Accompanying repository of the paper "Sequence Labeling: A Practical Approach". Works well with TensorFlow 1.3 and 1.4 (the performance drops substantially under the version 1.5 and above). The resources within the repo are structured as follows:
-
convert - the folder with several scripts for converting the standard sequence labeling datasets (including those mentioned in the paper) to the standardized format recognizable by the code. The instructions on converting each particular standard dataset are in the heading comments of the respective conversion script. The recognizable format is:
- two files with the data - train.txt and val.txt - each containing the respective part of the dataset (training and validation/development set). Each line of these files should contain the space-separated list of tokens of one sentence, separated by a tab from the space-separated list of the corresponding labels.

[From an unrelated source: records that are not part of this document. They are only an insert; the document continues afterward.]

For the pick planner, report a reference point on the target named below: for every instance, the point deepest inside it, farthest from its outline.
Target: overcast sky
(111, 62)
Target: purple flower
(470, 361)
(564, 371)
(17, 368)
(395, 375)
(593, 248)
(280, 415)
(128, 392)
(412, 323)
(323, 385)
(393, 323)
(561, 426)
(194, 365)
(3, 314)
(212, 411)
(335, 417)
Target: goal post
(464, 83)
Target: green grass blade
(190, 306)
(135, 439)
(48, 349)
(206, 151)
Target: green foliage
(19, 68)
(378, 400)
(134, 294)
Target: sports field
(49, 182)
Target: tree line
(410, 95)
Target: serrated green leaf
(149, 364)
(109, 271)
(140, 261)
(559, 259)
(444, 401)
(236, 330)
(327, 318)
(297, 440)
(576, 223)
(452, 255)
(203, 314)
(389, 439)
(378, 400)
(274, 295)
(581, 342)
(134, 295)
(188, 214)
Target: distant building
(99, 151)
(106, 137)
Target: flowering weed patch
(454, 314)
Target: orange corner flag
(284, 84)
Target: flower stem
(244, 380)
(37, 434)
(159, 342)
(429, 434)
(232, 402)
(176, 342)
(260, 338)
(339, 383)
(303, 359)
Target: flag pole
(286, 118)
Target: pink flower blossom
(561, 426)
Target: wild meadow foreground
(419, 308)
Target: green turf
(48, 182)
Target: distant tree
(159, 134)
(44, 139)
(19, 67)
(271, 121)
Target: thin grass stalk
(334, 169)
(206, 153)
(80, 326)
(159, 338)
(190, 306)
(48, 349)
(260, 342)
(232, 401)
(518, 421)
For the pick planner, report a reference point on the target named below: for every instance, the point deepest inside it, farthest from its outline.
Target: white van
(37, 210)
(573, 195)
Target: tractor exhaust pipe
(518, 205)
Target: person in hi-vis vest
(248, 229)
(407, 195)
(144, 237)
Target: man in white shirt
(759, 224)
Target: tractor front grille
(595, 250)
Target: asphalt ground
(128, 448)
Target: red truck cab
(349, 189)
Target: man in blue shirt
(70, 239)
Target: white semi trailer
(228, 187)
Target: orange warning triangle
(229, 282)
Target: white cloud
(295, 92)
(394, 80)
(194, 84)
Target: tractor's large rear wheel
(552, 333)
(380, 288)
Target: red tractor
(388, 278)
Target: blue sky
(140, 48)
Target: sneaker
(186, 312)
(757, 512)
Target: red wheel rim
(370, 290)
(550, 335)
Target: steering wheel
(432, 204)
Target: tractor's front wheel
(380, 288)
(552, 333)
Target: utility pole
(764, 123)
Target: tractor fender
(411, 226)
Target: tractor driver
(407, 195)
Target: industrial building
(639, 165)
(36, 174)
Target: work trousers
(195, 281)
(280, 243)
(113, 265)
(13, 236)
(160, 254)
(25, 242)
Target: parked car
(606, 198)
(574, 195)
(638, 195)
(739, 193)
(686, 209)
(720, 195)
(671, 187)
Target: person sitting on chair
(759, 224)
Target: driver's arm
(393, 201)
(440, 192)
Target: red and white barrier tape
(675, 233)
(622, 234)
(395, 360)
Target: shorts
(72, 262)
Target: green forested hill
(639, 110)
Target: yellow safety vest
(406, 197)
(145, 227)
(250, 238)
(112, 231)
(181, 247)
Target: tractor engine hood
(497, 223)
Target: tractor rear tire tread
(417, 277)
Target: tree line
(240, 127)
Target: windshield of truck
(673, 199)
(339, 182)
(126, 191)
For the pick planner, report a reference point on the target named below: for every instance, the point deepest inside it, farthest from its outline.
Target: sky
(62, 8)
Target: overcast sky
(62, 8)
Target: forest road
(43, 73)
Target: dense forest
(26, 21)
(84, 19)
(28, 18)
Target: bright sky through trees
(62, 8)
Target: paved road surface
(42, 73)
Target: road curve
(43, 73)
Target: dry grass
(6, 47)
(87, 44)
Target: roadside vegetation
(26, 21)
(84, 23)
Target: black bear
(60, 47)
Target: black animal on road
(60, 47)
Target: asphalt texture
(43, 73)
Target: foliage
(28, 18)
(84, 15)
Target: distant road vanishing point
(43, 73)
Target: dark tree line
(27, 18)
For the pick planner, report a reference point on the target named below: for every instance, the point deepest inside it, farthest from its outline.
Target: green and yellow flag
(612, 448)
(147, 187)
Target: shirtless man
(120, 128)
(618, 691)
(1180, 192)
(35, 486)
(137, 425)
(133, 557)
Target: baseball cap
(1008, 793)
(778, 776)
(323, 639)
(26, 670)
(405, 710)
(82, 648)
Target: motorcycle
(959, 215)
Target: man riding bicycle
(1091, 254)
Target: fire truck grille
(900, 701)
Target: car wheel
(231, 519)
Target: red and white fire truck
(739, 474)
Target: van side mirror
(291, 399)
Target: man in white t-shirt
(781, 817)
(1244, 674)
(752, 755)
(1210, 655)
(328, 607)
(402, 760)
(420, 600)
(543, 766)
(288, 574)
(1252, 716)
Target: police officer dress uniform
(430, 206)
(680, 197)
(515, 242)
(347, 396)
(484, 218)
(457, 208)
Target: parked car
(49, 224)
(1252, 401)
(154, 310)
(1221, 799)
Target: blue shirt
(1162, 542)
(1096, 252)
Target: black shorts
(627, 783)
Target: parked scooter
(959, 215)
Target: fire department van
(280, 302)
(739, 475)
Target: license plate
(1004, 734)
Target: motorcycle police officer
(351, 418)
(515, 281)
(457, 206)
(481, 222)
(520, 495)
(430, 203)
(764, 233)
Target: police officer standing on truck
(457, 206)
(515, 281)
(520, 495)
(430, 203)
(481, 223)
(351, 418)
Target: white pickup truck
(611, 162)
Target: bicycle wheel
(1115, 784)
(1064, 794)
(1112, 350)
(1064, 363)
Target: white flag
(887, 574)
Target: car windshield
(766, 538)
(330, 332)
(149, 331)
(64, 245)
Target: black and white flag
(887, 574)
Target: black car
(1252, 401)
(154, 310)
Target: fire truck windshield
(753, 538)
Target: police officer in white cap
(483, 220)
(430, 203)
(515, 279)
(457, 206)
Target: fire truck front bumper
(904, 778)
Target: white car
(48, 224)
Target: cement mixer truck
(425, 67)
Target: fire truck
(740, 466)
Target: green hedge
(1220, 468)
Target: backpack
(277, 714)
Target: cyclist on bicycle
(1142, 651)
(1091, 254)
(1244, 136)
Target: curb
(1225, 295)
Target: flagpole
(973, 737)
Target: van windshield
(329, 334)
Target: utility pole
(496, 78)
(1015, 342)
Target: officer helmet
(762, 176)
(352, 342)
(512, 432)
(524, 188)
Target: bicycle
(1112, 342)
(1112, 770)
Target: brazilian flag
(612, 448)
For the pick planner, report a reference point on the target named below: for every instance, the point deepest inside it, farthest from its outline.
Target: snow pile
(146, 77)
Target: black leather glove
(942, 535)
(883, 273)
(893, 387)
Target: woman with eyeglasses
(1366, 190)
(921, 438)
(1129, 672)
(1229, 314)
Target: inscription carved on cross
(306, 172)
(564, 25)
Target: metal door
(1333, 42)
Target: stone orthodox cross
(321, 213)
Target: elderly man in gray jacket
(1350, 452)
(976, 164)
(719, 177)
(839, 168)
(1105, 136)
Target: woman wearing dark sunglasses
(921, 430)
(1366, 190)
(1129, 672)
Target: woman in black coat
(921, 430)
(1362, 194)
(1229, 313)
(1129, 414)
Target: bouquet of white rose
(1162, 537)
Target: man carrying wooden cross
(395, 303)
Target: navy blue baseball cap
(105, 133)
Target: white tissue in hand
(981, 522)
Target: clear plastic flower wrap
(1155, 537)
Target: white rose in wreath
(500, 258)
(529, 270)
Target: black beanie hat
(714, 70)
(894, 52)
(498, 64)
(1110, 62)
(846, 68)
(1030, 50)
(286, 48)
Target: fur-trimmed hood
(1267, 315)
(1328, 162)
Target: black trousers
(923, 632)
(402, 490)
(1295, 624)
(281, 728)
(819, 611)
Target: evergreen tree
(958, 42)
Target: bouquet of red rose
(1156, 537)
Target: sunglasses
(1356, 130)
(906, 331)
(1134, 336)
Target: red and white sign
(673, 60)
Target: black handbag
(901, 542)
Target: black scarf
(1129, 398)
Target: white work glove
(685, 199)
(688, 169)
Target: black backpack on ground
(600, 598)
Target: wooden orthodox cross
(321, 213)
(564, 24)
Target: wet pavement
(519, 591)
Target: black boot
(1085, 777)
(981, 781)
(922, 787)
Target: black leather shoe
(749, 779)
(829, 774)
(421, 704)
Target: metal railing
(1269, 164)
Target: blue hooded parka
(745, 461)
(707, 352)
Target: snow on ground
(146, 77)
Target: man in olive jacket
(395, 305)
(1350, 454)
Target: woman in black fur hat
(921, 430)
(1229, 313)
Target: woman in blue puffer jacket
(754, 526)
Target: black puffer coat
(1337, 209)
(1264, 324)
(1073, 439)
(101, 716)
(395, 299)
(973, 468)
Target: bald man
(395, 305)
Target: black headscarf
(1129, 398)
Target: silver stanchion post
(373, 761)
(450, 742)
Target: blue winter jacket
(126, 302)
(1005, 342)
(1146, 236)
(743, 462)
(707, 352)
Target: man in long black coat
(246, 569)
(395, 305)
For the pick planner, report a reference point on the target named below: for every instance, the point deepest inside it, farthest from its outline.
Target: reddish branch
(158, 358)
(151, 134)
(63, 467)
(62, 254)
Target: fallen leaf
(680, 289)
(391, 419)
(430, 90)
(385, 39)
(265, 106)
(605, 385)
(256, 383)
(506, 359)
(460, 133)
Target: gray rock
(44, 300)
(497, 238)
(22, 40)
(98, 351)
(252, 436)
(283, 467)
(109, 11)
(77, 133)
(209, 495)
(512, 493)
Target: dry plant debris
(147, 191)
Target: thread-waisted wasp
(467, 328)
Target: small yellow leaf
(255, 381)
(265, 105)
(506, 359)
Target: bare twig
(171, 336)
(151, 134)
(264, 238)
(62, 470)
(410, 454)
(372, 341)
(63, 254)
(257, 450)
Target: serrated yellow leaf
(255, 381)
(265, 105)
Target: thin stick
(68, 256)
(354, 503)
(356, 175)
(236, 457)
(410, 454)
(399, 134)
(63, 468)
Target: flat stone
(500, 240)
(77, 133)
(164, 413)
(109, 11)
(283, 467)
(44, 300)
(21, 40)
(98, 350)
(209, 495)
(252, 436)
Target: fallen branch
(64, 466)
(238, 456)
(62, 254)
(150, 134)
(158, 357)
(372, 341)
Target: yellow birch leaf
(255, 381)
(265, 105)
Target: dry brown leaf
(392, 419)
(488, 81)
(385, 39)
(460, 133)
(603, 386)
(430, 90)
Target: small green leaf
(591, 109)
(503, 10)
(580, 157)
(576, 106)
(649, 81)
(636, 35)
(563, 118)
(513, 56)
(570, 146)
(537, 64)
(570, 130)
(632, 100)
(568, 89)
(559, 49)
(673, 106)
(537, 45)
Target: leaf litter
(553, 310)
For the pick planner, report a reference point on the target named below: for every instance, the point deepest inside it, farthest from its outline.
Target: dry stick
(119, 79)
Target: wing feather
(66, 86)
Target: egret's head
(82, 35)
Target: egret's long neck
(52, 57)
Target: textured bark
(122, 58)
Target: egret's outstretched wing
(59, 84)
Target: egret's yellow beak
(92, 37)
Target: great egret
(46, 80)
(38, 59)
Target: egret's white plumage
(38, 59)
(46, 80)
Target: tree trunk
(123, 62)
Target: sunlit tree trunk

- one file with the set of all available labels - labels.txt - containing one label in each of its lines. The labels in the file should come in the alphabetical order. The exception is the null-label (e.g. "O") in multi-token labeling tasks (e.g. IOB or IOBES tagging scheme used for NER or Chunking), which should be in the last line.
-
The files with the word embeddings should be copied into the sub-folders of the data/embeddins folder. Each sub-folder corresponds to one of the supported embedding types - GloVe, Polyglot, or Senna - and contains the specific instructions.
-
train.py trains and saves a sequence labeling model, given the path to the folder with the input data in the recognizable format (see above). The specification of the command-line arguments can be obtained by running the script with "-h" key. The training results are written to a sub-folder of the "results" folder named after the input folder plus a timestamp. These results may be used further for evaluation on and/or annotation of new data.
-
evaluate.py evaluates the trained model, given the path to the training results and the name of the data file (within the original data folder) to evaluate on (e.g. "test.txt" containing the testing set). The specification of the command-line arguments can be obtained by running the script with "-h" key.
-
annotate.py annotates new data, given the path to the training results (containing the trained model to be used for the annotation) and the path to the data to be annotated in the recognizable format (see above; labels are not required).
-
logs folder contains the detailed results of the experiments on the eight standard datasets mentioned in the paper. Each dataset folder contains six sub-folders corresponding to six different scenarios used in the ablation studies (with or without byte embeddings, word embeddings, and CRF layer). Each scenario folder, in turn, contains the following three files: training_log.txt (detailed log of the model training with the validation results after each epoch), evaluation_log.txt (the results of the evaluation performed using the official CoNLL evaluation script), and labeled_test_set.zip (the test set with the predicted and ground truth labels, ready to be evaluated by the above-mentioned CoNLL evaluation script; for privacy reasons, all tokens in the file are replaced with a "W" token).